# Disk transfers too slow

## Ginta

I have two hard disks, one is 160 GB Seagate IDE (hda), and another is 300 GB SATA Seagate (sda), and when I run hdparm (and when I do any disk transfer) I have a slow transfer (comparing with other OSes) (with DMA active).

This is hdparm info:

```

/dev/hda:

 multcount    = 16 (on)

 IO_support   =  1 (32-bit)

 unmaskirq    =  1 (on)

 using_dma    =  1 (on)

 keepsettings =  0 (off)

 readonly     =  0 (off)

 readahead    = 256 (on)

 geometry     = 19457/255/63, sectors = 312581808, start = 0

```

```

/dev/sda:

 IO_support   =  0 (default 16-bit)

 readonly     =  0 (off)

 readahead    = 256 (on)

 geometry     = 36481/255/63, sectors = 586072368, start = 0

```

Speed tests are:

```

/dev/hda:

 Timing cached reads:   2720 MB in  2.00 seconds = 1357.20 MB/sec

 Timing buffered disk reads:  136 MB in  3.02 seconds =  45.03 MB/sec

```

```

/dev/sda:

 Timing cached reads:   2588 MB in  2.00 seconds = 1293.92 MB/sec

 Timing buffered disk reads:  180 MB in  3.00 seconds =  59.92 MB/sec

```

Can someone tell me why is this so slow? And, if possible, tell me his values of hdparm -Tt ?

Thank you!

----------

## brims

That's slow? 

```
hdparm -Tt /dev/hda

/dev/hda:

 Timing cached reads:   1560 MB in  2.00 seconds = 781.51 MB/sec

 Timing buffered disk reads:   84 MB in  3.02 seconds =  27.85 MB/sec
```

----------

## JeliJami

that seems OK, or at least comparable to mine:

```
# hdparm -tT /dev/sda

/dev/sda:

 Timing cached reads:   2596 MB in  2.00 seconds = 1295.61 MB/sec

 Timing buffered disk reads:  186 MB in  3.01 seconds =  61.72 MB/sec

# hdparm -tT /dev/hda

/dev/hda:

 Timing cached reads:   2324 MB in  2.00 seconds = 1161.02 MB/sec

 Timing buffered disk reads:   84 MB in  3.05 seconds =  27.53 MB/sec
```

----------

## brims

I just don't see how a gigabyte a second is slow. My drives run at around 700 megabytes a second with hdparm and I have no problems.

----------

## JeliJami

hi brims,

i just posted my numbers to show Ginta that those hdparm test results of his/her are fine

i agree on your comment

 *brims wrote:*   

> I just don't see how a gigabyte a second is slow

 

----------

## Kabuto

Looks fine.  The top number is speed for the interface.  The second is the ~average speed of the drive.  In actuallity depeneding on where the data is it could be slightly faster or slower than that number.  I have seen some Windows benchmarks that can scan the full platter but don't know of any off hand for Linux.

----------

## Ginta

I wanted to say that if I copy data from one disk to the other, it seems slow comparing with windows for example (I didn't want to compare, but this is what I believed). If this is acceptable I was wrong (I didn't know what is the average in gentoo for hdparm or transfers).

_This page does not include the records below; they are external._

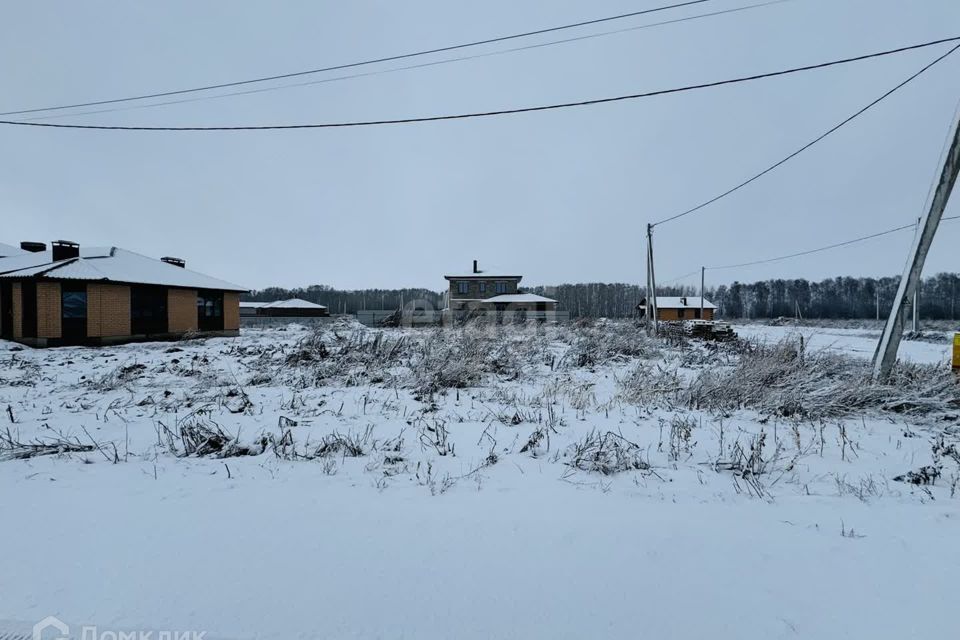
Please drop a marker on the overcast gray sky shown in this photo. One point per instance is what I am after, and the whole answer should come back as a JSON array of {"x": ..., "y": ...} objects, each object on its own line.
[{"x": 561, "y": 196}]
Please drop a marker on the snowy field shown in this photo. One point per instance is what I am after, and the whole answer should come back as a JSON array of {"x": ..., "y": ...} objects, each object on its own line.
[
  {"x": 572, "y": 482},
  {"x": 855, "y": 342}
]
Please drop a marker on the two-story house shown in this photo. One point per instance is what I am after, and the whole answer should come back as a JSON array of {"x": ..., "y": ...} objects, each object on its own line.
[{"x": 481, "y": 291}]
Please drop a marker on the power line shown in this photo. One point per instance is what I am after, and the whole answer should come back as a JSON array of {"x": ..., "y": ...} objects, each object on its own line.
[
  {"x": 812, "y": 142},
  {"x": 837, "y": 245},
  {"x": 351, "y": 65},
  {"x": 484, "y": 114},
  {"x": 678, "y": 278},
  {"x": 422, "y": 65},
  {"x": 912, "y": 225}
]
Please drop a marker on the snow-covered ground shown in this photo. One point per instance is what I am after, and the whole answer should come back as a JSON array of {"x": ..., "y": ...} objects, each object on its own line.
[
  {"x": 387, "y": 504},
  {"x": 856, "y": 342}
]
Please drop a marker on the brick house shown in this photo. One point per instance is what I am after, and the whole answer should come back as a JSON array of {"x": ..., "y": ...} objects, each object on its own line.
[
  {"x": 100, "y": 295},
  {"x": 673, "y": 309},
  {"x": 484, "y": 292}
]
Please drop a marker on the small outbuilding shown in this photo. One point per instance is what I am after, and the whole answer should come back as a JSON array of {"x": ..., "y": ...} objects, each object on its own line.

Anyway, thank you all  :Smile: 

----------

## brims

 *davjel wrote:*   

> hi brims,
> 
> i just posted my numbers to show Ginta that those hdparm test results of his/her are fine
> 
> i agree on your comment
> ...

 

Don't get me wrong I wasn't disagreeing with you, I saw your numbers being about the same as the original posters and that both were higher than mine, and that the speeds Ginta was getting were by no means slow.

----------

## whoracle

/dev/hda:

 Timing cached reads:   2520 MB in  2.00 seconds = 1259.51 MB/sec

 Timing buffered disk reads:   10 MB in  3.23 seconds =   3.10 MB/sec

I believe someone forgot to enable dma last kernelupgrade   :Embarassed: 

----------

## SnEptUne

I have DMA enabled and here's my timings:

```

/dev/hdb:

 Timing cached reads:   584 MB in  2.01 seconds = 290.63 MB/sec

 Timing buffered disk reads:   16 MB in  3.27 seconds =   4.89 MB/sec

```

I would be really happy if I have half the speed of your hard drive >_<

Maybe time to upgrade my harddrive.

----------

## OlegVekhov

So i have DMA 66 hdd succesfully tweaked with hdparm... and timed reads 150 MB, but buffered reads only 2 MB!!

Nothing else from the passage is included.